Re: [GIT PULL] Load keys from signed PE binaries
From: Linus Torvalds
Date: Mon Feb 25 2013 - 23:31:25 EST
On Mon, Feb 25, 2013 at 7:48 PM, Matthew Garrett <mjg59@xxxxxxxxxxxxx> wrote:
>
> Our users want to be able to boot Linux. If Microsoft blacklist a
> distribution's bootloader, that user isn't going to be able to boot
> Linux any more. How does that benefit our users?
How does bringing up an unlikely and bogus scenario - and when people
call you on it, just double down on it - help users?
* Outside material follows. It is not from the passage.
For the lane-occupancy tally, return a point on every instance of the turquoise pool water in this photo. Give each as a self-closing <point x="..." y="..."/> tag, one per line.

Stop the fear mongering already.
So here's what I would suggest, and it is based on REAL SECURITY and
on PUTTING THE USER FIRST instead of your continual "let's please
microsoft by doing idiotic crap" approach.
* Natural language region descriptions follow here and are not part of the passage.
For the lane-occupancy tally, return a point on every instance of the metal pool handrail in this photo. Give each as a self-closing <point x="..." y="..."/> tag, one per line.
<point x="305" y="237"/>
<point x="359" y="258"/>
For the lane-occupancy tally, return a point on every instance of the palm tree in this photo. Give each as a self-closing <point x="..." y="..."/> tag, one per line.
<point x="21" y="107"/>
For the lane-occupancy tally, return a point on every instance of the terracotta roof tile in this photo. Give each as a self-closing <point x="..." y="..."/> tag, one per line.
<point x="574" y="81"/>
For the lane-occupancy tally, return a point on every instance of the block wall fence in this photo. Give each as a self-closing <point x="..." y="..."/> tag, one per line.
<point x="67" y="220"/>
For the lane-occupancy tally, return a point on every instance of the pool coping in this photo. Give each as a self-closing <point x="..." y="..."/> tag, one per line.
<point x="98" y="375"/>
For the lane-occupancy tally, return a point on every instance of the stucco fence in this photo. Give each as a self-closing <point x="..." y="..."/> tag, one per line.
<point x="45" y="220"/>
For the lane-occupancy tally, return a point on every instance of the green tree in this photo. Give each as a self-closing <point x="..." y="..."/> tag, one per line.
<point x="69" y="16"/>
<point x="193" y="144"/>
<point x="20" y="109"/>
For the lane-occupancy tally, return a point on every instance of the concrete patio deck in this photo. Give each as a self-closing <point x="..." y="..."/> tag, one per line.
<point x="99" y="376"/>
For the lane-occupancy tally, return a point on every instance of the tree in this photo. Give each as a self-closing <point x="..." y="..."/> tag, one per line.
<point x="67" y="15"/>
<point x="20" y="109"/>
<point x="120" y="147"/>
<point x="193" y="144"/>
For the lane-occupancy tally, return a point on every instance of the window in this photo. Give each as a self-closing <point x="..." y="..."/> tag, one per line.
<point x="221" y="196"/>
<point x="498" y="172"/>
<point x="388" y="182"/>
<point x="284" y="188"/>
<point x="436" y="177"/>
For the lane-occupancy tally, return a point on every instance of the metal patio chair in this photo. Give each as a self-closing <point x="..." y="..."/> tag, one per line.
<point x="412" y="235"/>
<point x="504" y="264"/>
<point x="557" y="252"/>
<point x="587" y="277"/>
So instead of pleasing microsoft, try to see how we can add real security:
- a distro should sign its own modules AND NOTHING ELSE by default.
And it damn well shouldn't allow any other modules to be loaded at all
by default, because why the f*ck should it? And what the hell should a
microsoft signature have to do with *anything*?
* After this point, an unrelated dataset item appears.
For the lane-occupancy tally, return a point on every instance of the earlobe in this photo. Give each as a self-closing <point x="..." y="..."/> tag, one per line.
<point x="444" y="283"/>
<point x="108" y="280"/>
- before loading any third-party module, you'd better make sure you
ask the user for permission. On the console. Not using keys. Nothing
like that. Keys will be compromised. Try to limit the damage, but more
importantly, let the user be in control.
- encourage things like per-host random keys - with the stupid UEFI
checks disabled entirely if required. They are almost certainly going
to be *more* secure than depending on some crazy root of trust based
on a big company, with key signing authorities that trust anybody with
a credit card. Try to teach people about things like that instead.
Encourage people to do their own (random) keys, and adding those to
their UEFI setups (or not: the whole UEFI thing is more about control
than security), and strive to do things like one-time signing with the
private key thrown out entirely. IOW try to encourage *that* kind of
"we made sure to ask the user very explicitly with big warnings and
create his own key for that particular module" security. Real
security, not "we control the user" security.
Sure, users will screw that up too. They'll want to load crazy nvidia
binary modules etc crap. But make it *their* decision, and under
*their* control, instead of trying to tell the world about how this
should be blessed by Microsoft.
Because it really shouldn't be about MS blessings, it should be about
the *user* blessing kernel modules.
Quite frankly, *you* are what he key-hating crazies were afraid of.
You peddle the "control, not security" crap-ware. The whole "MS owns
your machine" is *exactly* the wrong way to use keys.